Thoughts, questions, issues
- Everyone knows how hard it is to proof-read your own material. After you've written it and read it a couple of times, you cease to see what's actually on the page, and just see what you believe is on the page. In the same way, I've found it interestingly difficult to actually focus on three chapters of this gospel during a reading. As I've said, there is an awful lot of the bible which, though I've read, I don't know. But a) I've read the gospels several times and b) there is so much similarity between the synoptic gospels that reading them each twice is like reading one of them six times. Consequently, I frequently read a header, or the start of a sentence, and find myself sort of pretending to read the words but not really focusing on them.
- I don't understand why he was resistant to helping the Canaanite woman. The notion that he came to earth "only to the lost sheep of Israel" conflicts with, well, pretty much everything else in the Gospels.
- I commented, frequently, about the emphasis on the "lips" and the "tongue" in the book of Proverbs. It's exactly what Jesus tells his disciples and the Pharisees - it's what comes out, that which comes from the heart, that defiles a man.

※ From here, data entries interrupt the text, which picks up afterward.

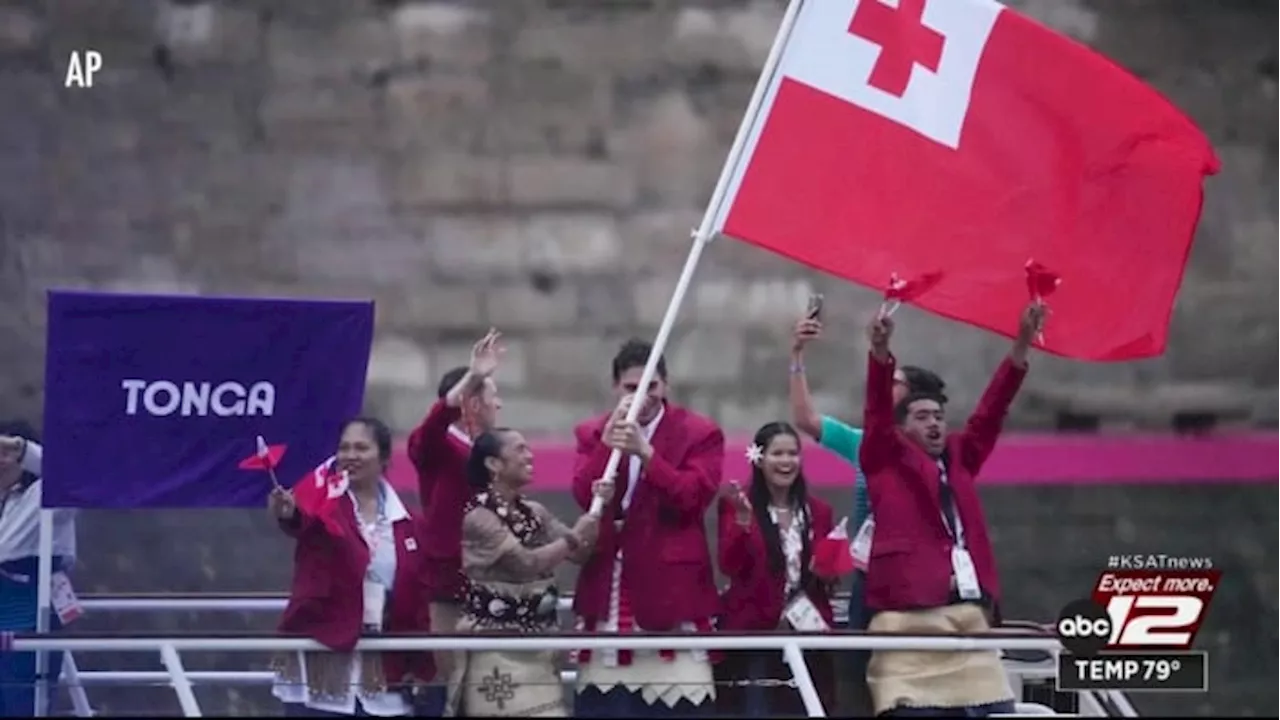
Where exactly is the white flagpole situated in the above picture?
[32,502,53,717]
[590,0,805,518]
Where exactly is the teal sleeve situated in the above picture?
[819,415,872,525]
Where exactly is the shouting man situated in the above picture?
[407,329,502,707]
[859,302,1044,717]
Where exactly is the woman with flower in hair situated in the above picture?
[268,418,435,717]
[448,428,613,717]
[717,423,836,716]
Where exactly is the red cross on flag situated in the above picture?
[709,0,1219,360]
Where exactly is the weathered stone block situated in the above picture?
[690,275,813,326]
[364,383,435,433]
[426,215,525,279]
[511,10,671,73]
[611,91,727,206]
[266,18,396,85]
[507,155,636,209]
[367,334,435,389]
[390,3,492,68]
[716,393,791,430]
[392,151,508,209]
[0,6,49,55]
[631,274,696,327]
[431,338,531,393]
[529,334,623,396]
[620,211,701,272]
[502,395,604,435]
[430,213,622,277]
[481,63,613,158]
[374,283,484,333]
[257,83,379,151]
[577,273,635,333]
[485,284,579,332]
[667,3,782,70]
[522,213,623,274]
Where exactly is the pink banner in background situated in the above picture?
[389,425,1280,492]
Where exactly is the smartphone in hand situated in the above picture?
[805,292,822,320]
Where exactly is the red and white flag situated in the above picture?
[714,0,1219,360]
[293,456,351,536]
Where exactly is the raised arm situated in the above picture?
[640,425,724,518]
[18,439,45,478]
[716,488,767,582]
[572,421,614,510]
[406,397,467,476]
[406,329,502,486]
[788,318,823,441]
[266,486,324,539]
[462,507,576,579]
[530,502,599,565]
[960,302,1044,477]
[858,318,900,475]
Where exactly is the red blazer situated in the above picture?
[717,497,836,632]
[573,404,724,630]
[407,398,471,602]
[279,486,435,683]
[859,356,1027,611]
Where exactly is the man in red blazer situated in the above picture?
[859,302,1044,717]
[573,340,724,717]
[407,329,502,705]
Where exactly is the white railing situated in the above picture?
[27,632,1061,717]
[47,593,1138,717]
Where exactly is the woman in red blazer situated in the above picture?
[716,423,835,716]
[270,418,435,716]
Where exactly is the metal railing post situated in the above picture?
[160,643,204,717]
[59,652,93,717]
[782,642,827,717]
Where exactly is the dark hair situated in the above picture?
[467,428,511,492]
[613,338,667,382]
[748,421,813,579]
[342,415,392,462]
[893,389,947,424]
[900,365,947,402]
[435,365,470,397]
[0,420,40,442]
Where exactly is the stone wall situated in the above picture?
[0,0,1280,432]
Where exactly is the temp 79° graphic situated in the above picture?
[1056,570,1222,692]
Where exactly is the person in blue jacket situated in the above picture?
[790,315,946,715]
[0,421,76,717]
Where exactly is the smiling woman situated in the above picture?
[449,428,613,717]
[716,423,836,716]
[270,418,435,716]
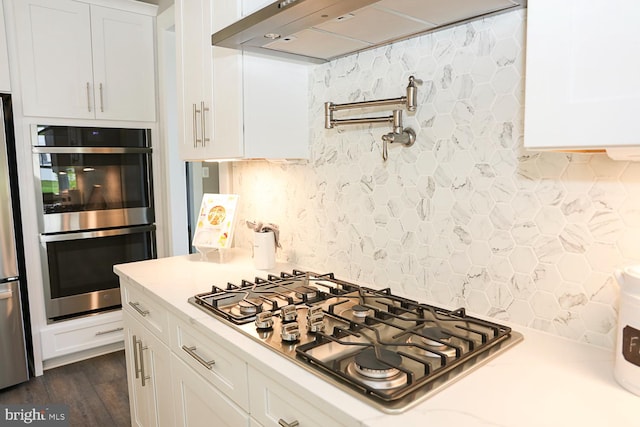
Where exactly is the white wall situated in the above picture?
[228,10,640,348]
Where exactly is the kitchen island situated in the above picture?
[114,250,640,427]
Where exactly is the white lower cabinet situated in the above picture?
[123,311,175,427]
[249,366,348,427]
[40,310,123,360]
[171,354,250,427]
[120,280,360,427]
[170,317,249,412]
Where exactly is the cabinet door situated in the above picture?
[123,312,174,427]
[171,355,249,427]
[249,367,352,427]
[212,0,245,159]
[91,6,156,121]
[175,0,219,160]
[524,0,640,149]
[0,2,11,92]
[14,0,94,118]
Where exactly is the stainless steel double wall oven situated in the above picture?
[33,126,156,322]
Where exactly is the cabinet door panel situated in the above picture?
[123,312,174,427]
[249,367,348,427]
[171,355,249,427]
[91,6,155,121]
[524,0,640,149]
[0,2,11,92]
[14,0,94,118]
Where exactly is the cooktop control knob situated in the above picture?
[307,306,324,333]
[281,323,300,342]
[280,304,298,322]
[256,311,273,329]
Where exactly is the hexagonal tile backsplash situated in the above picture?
[233,10,640,348]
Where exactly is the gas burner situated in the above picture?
[293,286,316,301]
[256,311,273,329]
[407,326,456,357]
[280,304,298,322]
[351,304,373,319]
[189,270,522,413]
[280,323,300,342]
[347,348,407,390]
[307,306,325,333]
[238,299,262,316]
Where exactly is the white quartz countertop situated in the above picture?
[115,251,640,427]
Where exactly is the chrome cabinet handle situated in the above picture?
[129,301,149,317]
[200,101,210,147]
[138,340,151,387]
[99,83,104,113]
[132,335,140,378]
[193,104,201,148]
[87,82,91,112]
[182,345,216,370]
[96,327,124,336]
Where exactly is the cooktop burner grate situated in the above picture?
[189,270,522,412]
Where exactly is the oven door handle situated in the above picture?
[31,145,153,154]
[40,224,156,243]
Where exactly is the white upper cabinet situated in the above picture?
[176,0,309,160]
[14,0,156,121]
[0,1,11,92]
[524,0,640,150]
[175,0,222,160]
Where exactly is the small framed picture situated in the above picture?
[192,193,238,251]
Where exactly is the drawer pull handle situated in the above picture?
[96,326,124,336]
[129,301,149,317]
[132,335,140,379]
[138,340,151,387]
[182,345,216,370]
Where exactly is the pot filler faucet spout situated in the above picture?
[324,76,422,161]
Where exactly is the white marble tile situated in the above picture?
[233,11,640,347]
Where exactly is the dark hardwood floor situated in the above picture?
[0,350,131,427]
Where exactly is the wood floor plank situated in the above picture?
[0,351,131,427]
[93,380,131,427]
[45,365,112,426]
[78,350,127,386]
[0,377,50,405]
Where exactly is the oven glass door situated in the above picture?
[38,153,150,215]
[40,225,156,319]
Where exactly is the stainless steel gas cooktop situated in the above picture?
[189,270,522,413]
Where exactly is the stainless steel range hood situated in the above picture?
[211,0,527,62]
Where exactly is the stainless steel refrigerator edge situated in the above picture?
[0,95,29,389]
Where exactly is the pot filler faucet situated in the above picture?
[324,76,422,161]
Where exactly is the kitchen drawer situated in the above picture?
[249,366,359,427]
[120,280,169,344]
[170,317,249,411]
[40,310,124,360]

- When Peter tells him that he won't be put to death, Jesus responds exactly the same way he responded to the temptation in the desert - "get thee behind me, Satan." Peter is offering a temptation, a deceit that the easy path is possible, and Jesus knows that this is not true.
Psalms 53
I do not quite know what to do with this one. It reads as if it is trying to convey thoughts or ideas that aren't translating well. The start is fairly straightforward, but we immediately go from "the fool" to "they are corrupt and their ways are vile." Is "they" the plural of fool? Is it all men? The next verse does indeed refer to "the sons of men," but is that the same they as the first verse?

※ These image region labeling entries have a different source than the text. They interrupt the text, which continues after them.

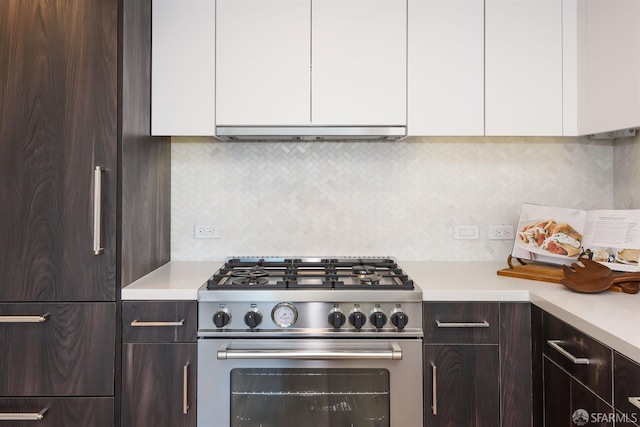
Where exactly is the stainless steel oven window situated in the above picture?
[230,368,390,427]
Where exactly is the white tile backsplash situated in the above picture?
[171,137,616,261]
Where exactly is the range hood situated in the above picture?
[216,126,407,141]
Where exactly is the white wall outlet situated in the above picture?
[453,225,480,240]
[194,224,220,239]
[489,224,515,240]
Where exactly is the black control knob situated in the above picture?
[369,311,387,329]
[349,311,367,329]
[391,311,409,329]
[213,310,231,328]
[244,311,262,329]
[328,311,347,329]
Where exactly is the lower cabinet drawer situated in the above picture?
[422,302,500,344]
[613,352,640,426]
[0,397,115,427]
[0,302,116,396]
[542,312,613,405]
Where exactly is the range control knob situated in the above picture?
[369,311,387,329]
[213,309,231,328]
[391,311,409,330]
[349,311,367,329]
[244,310,262,329]
[328,309,347,329]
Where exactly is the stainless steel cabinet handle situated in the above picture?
[0,408,49,421]
[131,319,184,327]
[0,313,49,323]
[218,343,402,360]
[182,362,190,415]
[436,320,489,328]
[547,340,589,365]
[93,166,104,255]
[431,362,438,415]
[629,397,640,409]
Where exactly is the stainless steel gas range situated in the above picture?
[198,257,423,427]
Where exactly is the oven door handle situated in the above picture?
[218,343,402,360]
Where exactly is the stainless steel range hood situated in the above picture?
[216,126,407,141]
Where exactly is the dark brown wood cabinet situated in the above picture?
[423,302,534,427]
[122,301,197,427]
[613,352,640,427]
[423,302,500,427]
[0,0,170,427]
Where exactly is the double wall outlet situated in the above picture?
[489,224,514,240]
[194,224,220,239]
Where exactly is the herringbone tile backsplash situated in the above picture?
[171,137,616,261]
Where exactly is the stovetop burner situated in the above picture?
[207,258,413,290]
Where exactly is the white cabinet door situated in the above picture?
[151,0,216,135]
[216,0,311,126]
[579,0,640,133]
[311,0,407,125]
[407,0,484,135]
[485,0,562,136]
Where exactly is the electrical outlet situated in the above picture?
[453,225,480,240]
[489,224,514,240]
[194,224,220,239]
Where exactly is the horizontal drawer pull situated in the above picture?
[0,408,49,421]
[547,340,589,365]
[131,319,184,327]
[0,313,49,323]
[436,320,489,328]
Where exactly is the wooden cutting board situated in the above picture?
[498,260,565,283]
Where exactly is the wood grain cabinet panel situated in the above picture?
[0,0,118,301]
[424,344,500,427]
[0,397,115,427]
[122,343,196,427]
[0,303,116,396]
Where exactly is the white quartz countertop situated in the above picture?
[122,261,640,362]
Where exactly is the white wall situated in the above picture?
[614,134,640,209]
[171,137,616,261]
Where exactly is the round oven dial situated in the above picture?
[327,308,347,329]
[349,310,367,329]
[244,309,262,329]
[271,302,298,328]
[391,311,409,330]
[369,310,387,329]
[213,308,231,328]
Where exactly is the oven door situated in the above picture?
[198,339,423,427]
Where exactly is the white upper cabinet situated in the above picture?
[485,0,563,136]
[578,0,640,133]
[407,0,484,135]
[216,0,311,126]
[311,0,407,125]
[151,0,216,135]
[216,0,407,126]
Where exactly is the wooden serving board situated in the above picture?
[498,263,565,283]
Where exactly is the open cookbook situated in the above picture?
[512,203,640,271]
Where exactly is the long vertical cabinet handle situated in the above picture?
[182,362,190,415]
[93,166,104,255]
[93,166,104,255]
[431,362,438,415]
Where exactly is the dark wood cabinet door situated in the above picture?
[0,397,115,427]
[0,0,118,301]
[0,303,116,397]
[122,343,196,427]
[424,344,500,427]
[544,356,614,427]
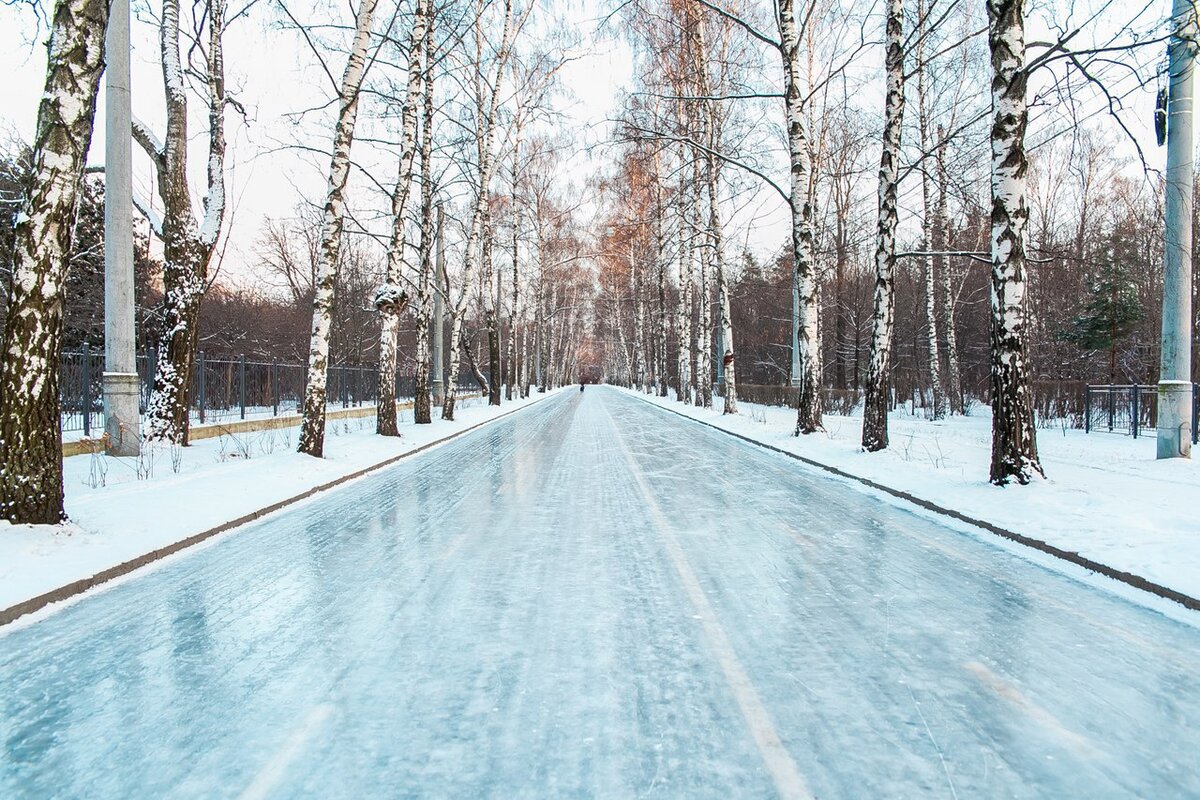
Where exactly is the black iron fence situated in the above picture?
[59,345,478,437]
[1084,384,1200,444]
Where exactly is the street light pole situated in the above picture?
[103,0,142,456]
[1158,0,1196,458]
[430,204,446,405]
[791,269,800,386]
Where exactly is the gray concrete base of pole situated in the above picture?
[1158,380,1192,458]
[104,372,142,456]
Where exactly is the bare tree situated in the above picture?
[374,0,430,437]
[863,0,904,451]
[133,0,227,444]
[299,0,378,458]
[988,0,1043,486]
[0,0,108,524]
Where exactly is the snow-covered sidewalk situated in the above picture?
[0,392,566,612]
[635,392,1200,606]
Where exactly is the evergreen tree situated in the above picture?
[1058,234,1146,384]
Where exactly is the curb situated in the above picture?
[629,392,1200,610]
[0,393,561,627]
[62,392,482,458]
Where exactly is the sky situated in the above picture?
[0,0,1180,279]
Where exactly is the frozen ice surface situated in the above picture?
[0,387,1200,799]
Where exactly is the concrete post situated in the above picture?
[792,270,800,386]
[430,205,446,405]
[1158,0,1196,458]
[103,0,142,456]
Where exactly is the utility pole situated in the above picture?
[103,0,142,456]
[792,270,800,386]
[430,203,446,405]
[1158,0,1196,458]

In some ways, it reads as a lament, as "everyone has turned away...become corrupt; there is no one who does good, not even one."
Psalm 53
For the director of music. According to mahalath. A maskil of David.

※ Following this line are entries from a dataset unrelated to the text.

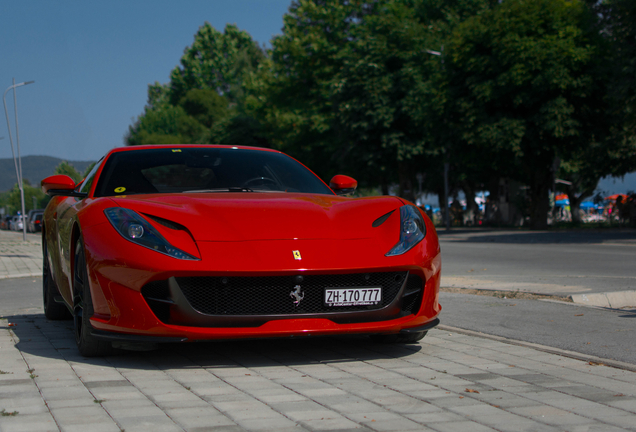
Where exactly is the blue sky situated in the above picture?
[0,0,291,160]
[0,0,636,193]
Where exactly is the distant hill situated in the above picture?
[0,156,93,192]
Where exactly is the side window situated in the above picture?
[79,158,104,193]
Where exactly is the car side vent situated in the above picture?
[141,280,174,323]
[402,273,424,314]
[371,210,395,228]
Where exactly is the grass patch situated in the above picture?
[439,287,572,303]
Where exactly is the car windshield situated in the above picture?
[95,147,333,197]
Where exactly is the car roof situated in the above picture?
[107,144,282,156]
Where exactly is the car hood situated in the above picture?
[111,192,402,243]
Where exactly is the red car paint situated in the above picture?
[42,145,441,348]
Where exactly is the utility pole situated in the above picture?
[2,78,35,241]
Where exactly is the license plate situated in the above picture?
[325,287,382,306]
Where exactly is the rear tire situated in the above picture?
[370,331,428,344]
[73,238,113,357]
[42,236,72,321]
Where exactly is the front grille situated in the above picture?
[175,272,408,316]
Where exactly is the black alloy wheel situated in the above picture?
[42,231,71,321]
[73,238,112,357]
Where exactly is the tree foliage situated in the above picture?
[125,22,264,145]
[126,0,636,228]
[451,0,607,228]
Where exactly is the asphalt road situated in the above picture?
[440,292,636,365]
[438,229,636,296]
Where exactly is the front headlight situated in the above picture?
[385,205,426,256]
[104,207,198,260]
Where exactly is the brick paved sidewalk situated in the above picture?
[0,314,636,432]
[0,230,42,279]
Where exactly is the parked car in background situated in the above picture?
[27,210,44,232]
[0,215,13,230]
[9,215,24,231]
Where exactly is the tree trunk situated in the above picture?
[462,181,479,225]
[530,170,552,230]
[398,161,415,202]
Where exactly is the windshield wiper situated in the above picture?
[182,186,254,193]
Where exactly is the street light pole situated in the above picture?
[2,78,35,241]
[426,45,450,231]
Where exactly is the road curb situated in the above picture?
[570,291,636,309]
[436,324,636,372]
[0,273,42,279]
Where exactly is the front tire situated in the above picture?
[73,238,112,357]
[42,236,71,321]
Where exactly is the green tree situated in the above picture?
[169,22,265,105]
[247,0,490,194]
[449,0,607,228]
[55,161,84,184]
[124,22,265,145]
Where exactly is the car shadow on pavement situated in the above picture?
[4,314,422,369]
[438,228,636,244]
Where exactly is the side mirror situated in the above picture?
[329,174,358,195]
[40,174,87,198]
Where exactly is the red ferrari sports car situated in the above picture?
[42,145,441,356]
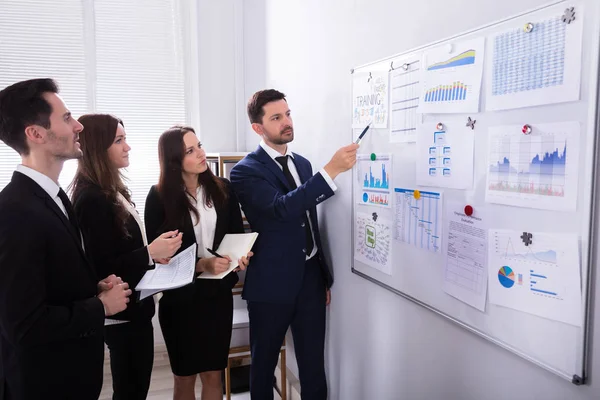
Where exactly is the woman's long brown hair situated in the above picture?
[71,114,131,236]
[158,125,227,229]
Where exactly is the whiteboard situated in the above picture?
[351,1,600,384]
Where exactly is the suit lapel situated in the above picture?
[254,146,292,192]
[292,153,310,184]
[25,182,97,279]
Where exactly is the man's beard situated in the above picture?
[48,129,83,161]
[272,127,294,144]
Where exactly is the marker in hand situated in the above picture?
[354,121,373,144]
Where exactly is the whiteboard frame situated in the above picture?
[350,0,600,385]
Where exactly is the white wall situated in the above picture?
[196,0,237,152]
[243,0,600,400]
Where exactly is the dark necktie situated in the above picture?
[58,189,81,240]
[275,156,314,255]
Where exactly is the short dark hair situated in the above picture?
[0,78,58,155]
[248,89,287,124]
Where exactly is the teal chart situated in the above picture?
[488,229,582,326]
[486,122,579,211]
[356,154,392,208]
[394,188,443,253]
[418,38,485,113]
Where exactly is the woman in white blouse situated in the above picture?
[144,126,252,400]
[72,114,182,400]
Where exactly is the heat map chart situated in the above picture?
[486,122,579,211]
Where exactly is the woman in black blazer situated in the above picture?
[72,114,182,400]
[144,126,252,400]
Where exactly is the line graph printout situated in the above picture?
[417,122,475,189]
[488,229,583,326]
[390,58,421,143]
[486,122,580,211]
[444,202,488,312]
[354,212,392,275]
[394,188,443,253]
[356,154,392,208]
[486,11,583,110]
[418,38,485,113]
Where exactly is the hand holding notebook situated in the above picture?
[198,232,258,279]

1 The fool says in his heart,
"There is no God."
They are corrupt, and their ways are vile;
there is no one who does good.
2 God looks down from heaven
on the sons of men
to see if there are any who understand,
any who seek God.
3 Everyone has turned away,
they have together become corrupt;
there is no one who does good,
not even one.
4 Will the evildoers never learn—
those who devour my people as men eat bread
and who do not call on God?
5 There they were, overwhelmed with dread,
where there was nothing to dread.
God scattered the bones of those who attacked you;
you put them to shame, for God despised them.
6 Oh, that salvation for Israel would come out of Zion!
When God restores the fortunes of his people,
let Jacob rejoice and Israel be glad!